Syrian president Bashar al-Assad,
Kremlin.eu – Licence CC BY-SA 2.0
As we reach the end of the first quarter of the 21st century, the tectonic plates of global power play shift once again. Syria? Wait for it. First, the world of retail is shaken to its core by the news that your humble author has left his supermarket job. Not to worry, I’ll pick something up in the New Year, but with morning hours rather than the lining up of shampoo and dog food until 10 o’clock at night.
As if in the wake of a fleeing Syrian dictator, my spoils are already shared. The uniform, one of the new ones, was soon bagged. My hours? Gratefully snapped up by two co-workers who happen to be my wife and sister-in-law. There was no scramble for my office Christmas party ticket as I am not only banned, but they pay me not to go. I made sure I had both hands on the gift voucher before I told them I was leaving.

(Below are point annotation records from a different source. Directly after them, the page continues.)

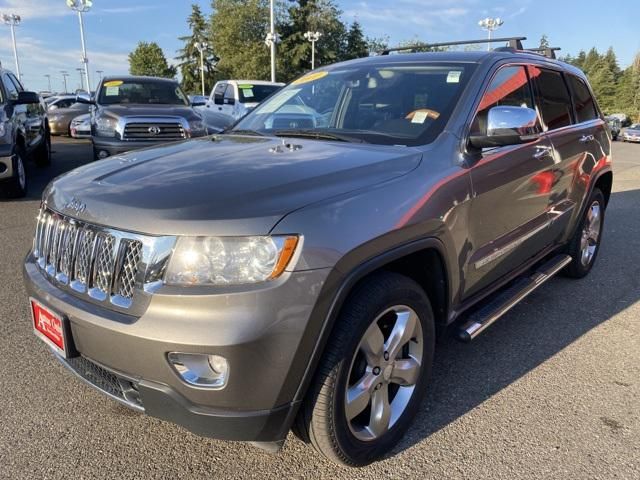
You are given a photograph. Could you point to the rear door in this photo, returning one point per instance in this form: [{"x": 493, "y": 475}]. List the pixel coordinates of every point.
[{"x": 509, "y": 213}]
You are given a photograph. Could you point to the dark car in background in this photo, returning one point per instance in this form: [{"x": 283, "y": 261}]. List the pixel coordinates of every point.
[
  {"x": 24, "y": 133},
  {"x": 136, "y": 112}
]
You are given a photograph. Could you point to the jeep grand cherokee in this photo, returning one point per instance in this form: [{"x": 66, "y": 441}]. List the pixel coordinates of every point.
[{"x": 294, "y": 273}]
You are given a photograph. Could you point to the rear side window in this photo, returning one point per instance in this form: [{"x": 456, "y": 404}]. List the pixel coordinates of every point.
[
  {"x": 553, "y": 97},
  {"x": 508, "y": 88},
  {"x": 584, "y": 104}
]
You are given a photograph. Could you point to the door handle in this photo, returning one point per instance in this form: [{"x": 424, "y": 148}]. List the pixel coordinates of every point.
[{"x": 542, "y": 151}]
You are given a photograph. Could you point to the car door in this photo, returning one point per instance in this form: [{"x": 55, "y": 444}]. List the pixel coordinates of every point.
[
  {"x": 509, "y": 221},
  {"x": 579, "y": 138}
]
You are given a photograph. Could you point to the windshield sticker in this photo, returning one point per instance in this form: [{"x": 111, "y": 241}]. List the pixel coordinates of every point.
[
  {"x": 454, "y": 76},
  {"x": 312, "y": 77}
]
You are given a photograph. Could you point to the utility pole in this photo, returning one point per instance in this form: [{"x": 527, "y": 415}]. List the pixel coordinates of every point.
[
  {"x": 65, "y": 74},
  {"x": 202, "y": 47},
  {"x": 13, "y": 20},
  {"x": 490, "y": 24},
  {"x": 272, "y": 39},
  {"x": 313, "y": 37},
  {"x": 82, "y": 6}
]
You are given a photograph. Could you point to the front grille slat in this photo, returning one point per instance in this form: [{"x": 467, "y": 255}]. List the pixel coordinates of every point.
[{"x": 100, "y": 263}]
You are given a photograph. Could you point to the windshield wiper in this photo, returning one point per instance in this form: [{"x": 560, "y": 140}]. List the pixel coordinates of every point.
[{"x": 317, "y": 135}]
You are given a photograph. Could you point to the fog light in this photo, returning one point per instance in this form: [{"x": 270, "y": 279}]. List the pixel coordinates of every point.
[{"x": 203, "y": 370}]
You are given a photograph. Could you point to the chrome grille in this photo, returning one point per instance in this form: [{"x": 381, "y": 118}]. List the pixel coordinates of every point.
[
  {"x": 154, "y": 131},
  {"x": 103, "y": 264}
]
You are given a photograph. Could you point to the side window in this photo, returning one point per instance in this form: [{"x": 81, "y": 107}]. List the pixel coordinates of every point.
[
  {"x": 12, "y": 91},
  {"x": 553, "y": 97},
  {"x": 218, "y": 94},
  {"x": 582, "y": 100},
  {"x": 508, "y": 88},
  {"x": 229, "y": 95}
]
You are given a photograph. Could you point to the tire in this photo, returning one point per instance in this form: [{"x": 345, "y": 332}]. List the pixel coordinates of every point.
[
  {"x": 16, "y": 187},
  {"x": 585, "y": 243},
  {"x": 42, "y": 155},
  {"x": 355, "y": 361}
]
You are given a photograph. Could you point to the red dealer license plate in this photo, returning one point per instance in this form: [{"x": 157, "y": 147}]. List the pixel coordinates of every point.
[{"x": 50, "y": 327}]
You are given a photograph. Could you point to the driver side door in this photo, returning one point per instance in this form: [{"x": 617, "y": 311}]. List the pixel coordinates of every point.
[{"x": 509, "y": 222}]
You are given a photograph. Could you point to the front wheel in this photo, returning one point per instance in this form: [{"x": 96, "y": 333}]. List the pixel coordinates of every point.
[
  {"x": 373, "y": 375},
  {"x": 585, "y": 244}
]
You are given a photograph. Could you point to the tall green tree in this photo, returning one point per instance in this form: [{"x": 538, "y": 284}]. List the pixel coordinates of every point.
[
  {"x": 149, "y": 60},
  {"x": 357, "y": 45},
  {"x": 236, "y": 32},
  {"x": 189, "y": 55}
]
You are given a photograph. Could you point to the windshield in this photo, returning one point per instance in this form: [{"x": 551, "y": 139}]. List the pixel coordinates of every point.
[
  {"x": 255, "y": 93},
  {"x": 404, "y": 104},
  {"x": 144, "y": 92}
]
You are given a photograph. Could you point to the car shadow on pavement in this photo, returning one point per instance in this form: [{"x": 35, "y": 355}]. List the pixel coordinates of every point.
[{"x": 548, "y": 321}]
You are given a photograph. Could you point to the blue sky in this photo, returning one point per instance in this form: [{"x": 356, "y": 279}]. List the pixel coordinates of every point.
[{"x": 49, "y": 39}]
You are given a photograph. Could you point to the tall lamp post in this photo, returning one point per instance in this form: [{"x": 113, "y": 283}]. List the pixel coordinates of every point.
[
  {"x": 13, "y": 21},
  {"x": 490, "y": 24},
  {"x": 272, "y": 39},
  {"x": 202, "y": 47},
  {"x": 82, "y": 6},
  {"x": 313, "y": 37},
  {"x": 65, "y": 74}
]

Incidentally, do you know what my nickname was in the big shed beside the motorway junction? As keen on tall tales of derring-do from a previous life more interesting in our little mess beside the warehouse as I am in front of an audience of Puffins – and well-equipped with larger-than-life stories that place me somewhat closer to the centre of great events than a historian might – I was known as ‘The Lion of B&M’. From the mouths of babes, suckings and shop girls. Not going to lie, rather liked it.
While we’re on the topic, I have an excellent acquaintance blessed with a photographic memory and an astonishing instant recall. Ordinarily (and rightly) exercised to benefit a waging gentleman during the machinations of the Turf, it also comes in handy at his workplace. Endless addresses and countless communications converging from complex rounds towards another big shed. There is much emptying, moving about and sorting. Sixty-four changeable bins are allocated for 2,979 postcode districts and 124 postcode areas. Easy meat for a particular type of human mind, my friend’s nickname down at the sorting office is …. ‘The Bible’.
All of which set me thinking. Given what’s happened coincidentally both at a provincial retail park and in the hills overlooking Damascus, what does history tell us of the spoils of war?On top of one of those hills sits the Assad palace, its most recent resident now de-camped to Moscow. Former mild-mannered London eye doctor cum president of Syria, Bashar al-Assad, left behind a collection of cars. In re-used exotic designer label bags, his wife abandoned lovingly arranged bits and pieces her children had brought home from school or given her as gifts.
On the other side of the world almost four decades ago, Manila’s Spanish-style Malacanang Palace was ringed by barbed wire barricades as Philippine troops faithful to President Ferdinand Marcos fired at a jeering crowd surrounding the river-side residence.
Spring 1986 witnessed a People Power Revolution in the Southeast Asian nation, a peaceful uprising against an authoritarian rule marked by corruption and repression. Sparked by election fraud and the assassination of opposition leader Ninoy Aquino, millions of Filipinos demanded change. With military defections and international pressure, Marcos fled, ending his 21-year reign and restoring democracy.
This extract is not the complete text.